Lurie latter opts to work for one of Lucy’s friends. However in what is seen as a mix of inevitable tragic with sex, Lurie seduces the woman and after having sex with her he has an ambivalent feeling about his deeds (Leusmann 62). After a feeling of a void life Lurie is willing to send Lucy to Holland but she is reluctant to leave her piece of land and ready to leave with the traces of rape, the child she was carrying in her womb. Disgrace is a terrible revelation where rape is discreetly handled and there are many other themes woven in it that are closely examined.
There is a lot of violence against animals and even the extreme violence leaves some menace traces in what can be a binary relationship; depicted by Lurie’s seduction of Melanie to the relationship between Lucy and Petrus. Although Lucy and her father are seen as misguided in their unwillingness to do the obvious, the novel handles them with a convincing sympathy (Leusmann 61). For every problem provided there is no outright solution proposed by the novel and this leaves at least some traces of hope for the characters (Leusmann 63).

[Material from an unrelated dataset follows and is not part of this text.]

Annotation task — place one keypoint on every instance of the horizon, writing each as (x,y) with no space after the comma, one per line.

This is the kind of uncertainty faced by those caught in the crossroads of post apartheid South Africa. Lurie and his daughter, being white in a post apartheid South Africa are greatly troubled and they stand a stead of other remnants of the former era who are ill prepared and unwilling to embrace the realities of the tumultuous time but they are shown to try to fix themselves in it. In the film the beginning is what can be said to be insufficient and John Malkovich takes the role of David Lurie, the professor who spends days teaching at the university in cape town in South Africa teaching apathetic youngsters and spends his evenings with a prostitute named Soraya.
After this we see the professor courting a female student Melanie (Antoinette Engel) whom they have a one sided affair but before long there are rumors all over and he is disgraced and he is seen offering his resignation from the university. All this is a contracted version of the original novel from which the film is adapted and one critic Michael leader describes this as “more than enough material for a compelling narrative” (leader 1). With characters live on the screen, the film presents a more real and easy to explore genre version of the novel.
Avoiding much description and leaving it to the viewers to interpret, the scenes of Disgrace film are short and elliptical and this gives neither the characters nor the narrative much attraction.